The world as we know it is constantly changing but not always for the better. Some of the most amazing animals to have ever existed are now in real danger of becoming extinct in the coming decades. Mostly, this is due to humans encroaching on their territories, and conservationists have been trying to reverse this impact for years.

It’s a constant battle and one that environmentalists appear to be losing. There is no one region in the world where animals are safe from the threat of extinction as each continent suffers from how our environment is changing. Endangered species are called such because it means they are likely to be extinct in the near future, especially if nothing is done to improve their territories.

The list is ever-growing, and it means many of the most amazing creatures will soon only be able to be seen in zoos or in museums. These are some of the world’s most endangered species.
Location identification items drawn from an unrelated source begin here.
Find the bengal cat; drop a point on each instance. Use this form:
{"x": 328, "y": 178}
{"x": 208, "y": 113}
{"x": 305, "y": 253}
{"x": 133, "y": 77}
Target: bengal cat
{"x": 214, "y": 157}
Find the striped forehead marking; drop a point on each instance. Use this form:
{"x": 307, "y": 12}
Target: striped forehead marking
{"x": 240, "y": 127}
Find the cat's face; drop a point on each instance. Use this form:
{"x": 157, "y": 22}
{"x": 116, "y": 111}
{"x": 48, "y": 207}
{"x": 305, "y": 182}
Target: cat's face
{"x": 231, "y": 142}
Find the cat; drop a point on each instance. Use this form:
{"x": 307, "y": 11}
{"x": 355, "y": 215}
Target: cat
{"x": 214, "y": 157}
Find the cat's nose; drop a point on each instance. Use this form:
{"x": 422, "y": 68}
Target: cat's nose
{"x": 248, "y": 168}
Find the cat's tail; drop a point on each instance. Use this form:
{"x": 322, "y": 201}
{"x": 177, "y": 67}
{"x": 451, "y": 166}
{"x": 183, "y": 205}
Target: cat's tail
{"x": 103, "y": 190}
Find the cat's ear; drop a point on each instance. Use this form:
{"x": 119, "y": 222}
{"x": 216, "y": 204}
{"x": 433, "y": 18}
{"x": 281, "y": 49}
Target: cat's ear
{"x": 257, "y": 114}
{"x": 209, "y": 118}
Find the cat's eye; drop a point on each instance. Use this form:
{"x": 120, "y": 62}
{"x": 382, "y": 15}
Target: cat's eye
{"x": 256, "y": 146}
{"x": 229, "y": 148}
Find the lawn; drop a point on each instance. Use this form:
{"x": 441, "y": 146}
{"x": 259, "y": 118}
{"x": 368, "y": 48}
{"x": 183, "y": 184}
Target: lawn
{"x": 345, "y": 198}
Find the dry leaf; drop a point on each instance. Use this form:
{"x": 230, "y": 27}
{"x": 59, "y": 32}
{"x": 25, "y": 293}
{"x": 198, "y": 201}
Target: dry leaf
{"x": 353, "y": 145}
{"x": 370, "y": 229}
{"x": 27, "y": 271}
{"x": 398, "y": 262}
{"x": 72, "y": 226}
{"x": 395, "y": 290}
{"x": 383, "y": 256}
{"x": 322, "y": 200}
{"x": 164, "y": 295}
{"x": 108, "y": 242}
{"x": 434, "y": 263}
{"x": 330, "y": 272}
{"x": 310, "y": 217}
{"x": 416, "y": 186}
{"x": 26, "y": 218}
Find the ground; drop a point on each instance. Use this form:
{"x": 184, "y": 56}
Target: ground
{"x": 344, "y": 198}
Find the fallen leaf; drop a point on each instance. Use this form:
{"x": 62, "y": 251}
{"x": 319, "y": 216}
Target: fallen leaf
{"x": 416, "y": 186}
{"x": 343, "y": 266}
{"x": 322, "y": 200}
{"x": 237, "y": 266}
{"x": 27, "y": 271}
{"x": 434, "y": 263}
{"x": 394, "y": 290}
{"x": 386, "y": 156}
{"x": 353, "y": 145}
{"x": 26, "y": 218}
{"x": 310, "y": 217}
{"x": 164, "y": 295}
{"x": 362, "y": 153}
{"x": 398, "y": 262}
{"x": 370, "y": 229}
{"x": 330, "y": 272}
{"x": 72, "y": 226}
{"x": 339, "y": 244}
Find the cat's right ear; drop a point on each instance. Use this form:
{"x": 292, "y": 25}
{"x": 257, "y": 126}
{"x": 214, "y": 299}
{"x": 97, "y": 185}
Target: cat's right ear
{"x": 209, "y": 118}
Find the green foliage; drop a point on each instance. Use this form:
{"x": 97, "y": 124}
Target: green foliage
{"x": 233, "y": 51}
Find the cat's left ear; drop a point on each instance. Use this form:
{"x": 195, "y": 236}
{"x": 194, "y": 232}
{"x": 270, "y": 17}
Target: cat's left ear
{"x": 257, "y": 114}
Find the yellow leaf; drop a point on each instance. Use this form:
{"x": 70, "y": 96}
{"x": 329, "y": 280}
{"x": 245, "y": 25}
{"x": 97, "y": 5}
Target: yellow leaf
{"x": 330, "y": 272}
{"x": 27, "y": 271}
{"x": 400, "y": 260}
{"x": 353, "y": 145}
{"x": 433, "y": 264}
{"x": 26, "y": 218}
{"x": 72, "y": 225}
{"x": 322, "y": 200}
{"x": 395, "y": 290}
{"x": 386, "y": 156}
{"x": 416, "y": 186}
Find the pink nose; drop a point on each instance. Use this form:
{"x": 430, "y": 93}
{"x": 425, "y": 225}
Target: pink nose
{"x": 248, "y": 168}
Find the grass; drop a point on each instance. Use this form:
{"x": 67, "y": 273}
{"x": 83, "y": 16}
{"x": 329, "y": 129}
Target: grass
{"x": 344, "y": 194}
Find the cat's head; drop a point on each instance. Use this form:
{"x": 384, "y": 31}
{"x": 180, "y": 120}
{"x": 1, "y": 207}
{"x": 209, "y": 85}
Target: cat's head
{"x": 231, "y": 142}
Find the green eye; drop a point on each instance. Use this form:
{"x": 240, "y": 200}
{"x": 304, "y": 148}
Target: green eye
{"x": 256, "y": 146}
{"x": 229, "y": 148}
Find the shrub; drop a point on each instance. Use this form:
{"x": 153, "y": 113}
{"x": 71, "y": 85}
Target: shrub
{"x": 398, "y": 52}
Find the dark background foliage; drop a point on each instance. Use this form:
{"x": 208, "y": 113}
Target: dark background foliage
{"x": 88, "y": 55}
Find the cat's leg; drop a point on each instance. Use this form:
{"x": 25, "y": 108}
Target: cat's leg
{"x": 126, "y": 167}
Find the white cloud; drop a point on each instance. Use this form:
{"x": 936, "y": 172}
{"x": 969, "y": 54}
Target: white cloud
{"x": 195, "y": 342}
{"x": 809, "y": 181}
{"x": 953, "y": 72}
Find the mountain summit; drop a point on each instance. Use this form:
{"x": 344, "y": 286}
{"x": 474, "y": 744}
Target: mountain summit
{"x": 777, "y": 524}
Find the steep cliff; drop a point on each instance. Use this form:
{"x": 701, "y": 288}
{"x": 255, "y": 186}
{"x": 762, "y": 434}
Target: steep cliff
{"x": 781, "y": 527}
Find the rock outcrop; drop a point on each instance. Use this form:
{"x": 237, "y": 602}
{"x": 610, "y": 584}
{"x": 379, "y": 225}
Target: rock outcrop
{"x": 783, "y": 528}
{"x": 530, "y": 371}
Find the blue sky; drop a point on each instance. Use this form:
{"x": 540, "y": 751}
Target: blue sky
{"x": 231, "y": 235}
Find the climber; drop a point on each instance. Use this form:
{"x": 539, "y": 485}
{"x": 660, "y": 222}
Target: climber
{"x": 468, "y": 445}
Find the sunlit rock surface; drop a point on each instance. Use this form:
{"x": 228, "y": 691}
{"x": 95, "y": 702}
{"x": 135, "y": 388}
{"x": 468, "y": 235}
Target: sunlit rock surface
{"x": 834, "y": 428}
It's time to do our bit, before it’s too late and they’re gone forever.

Polar bear

The polar bear is the most famous of all the bears, but their numbers are very low in the wild. Their natural habitat is the Arctic Circle, but with the melting ice caps, their homes are no longer as big as they once were. Polar bears feed on seals resting on the ice, but with fewer icebergs in the water, hunting is difficult.

Their habitat is slowly shrinking as it all melts away, meaning the hungry bears are not able to get as much food as they’d like. Some polar bears sighted in recent years are noticeably skinnier than ever.

Sea angels

You might not have heard of sea angels before, but they are cute little creatures that live in water. They come across like insects, but really they are a species of sea slug that swims. The wings that make them look like angels are fins that they use to propel themselves through the water.

Sea angels are at risk of extinction largely due to the acidification of our oceans, which is caused by the increase in carbon dioxide in the Earth’s atmosphere. This is changing the pH of the oceans and making them inhospitable for the creatures living in them.

Pied tamarin

The pied tamarin is native to the Brazilian rainforest, and like many animals in the Amazon, they are endangered. There is so much deforestation happening that these animals are frequently losing their homes. Urban areas are encroaching onto the pied tamarin’s territory, which means they are being attacked by feral cats and dogs.

It seems nowhere is safe for the pied tamarin in their environments, and it’s only a matter of time before they become extinct unless they get some help. Their black faces make them a distinctive animal but perhaps one that’s not likely to be around much longer.

Arabian oryx

The problem with living in the desert is that it can be very isolating. The Arabian oryx is a type of antelope that is native to the desert in the Arabian peninsula, but by the 1970s there were thought to be none left. There were none left in the wild, but thankfully there were some in captivity.

Those Arabian oryx were part of a breeding program which has seen their numbers rise over the years, and around 1,000 of them were reintroduced to their natural habitat. The oryx has been saved, but they aren’t out of the woods yet.

Egyptian vulture

The Egyptian vulture might be one of the unluckiest animal species found anywhere in the world. They are sometimes known as the white scavenger, or the pharaoh’s chicken, and their numbers are falling. They have been hunted to near extinction, but that’s not the only reason why there are so few Egyptian vultures left in the world.

Their habitat stretches all the way from India to North Africa, and in those areas, they have had many fatal accidents. Egyptian vultures are considered endangered due to how often they end up getting accidentally poisoned, or they fly into power lines.

Red-eyed tree frog (Litoria chloris)

The red-eyed tree frog, also called orange-eyed and yellow-eyed, is a type of amphibian that is found in eastern Australia. The ones with that have distinctively yellow eyes are slowing heading for extinction thanks to a number of reasons.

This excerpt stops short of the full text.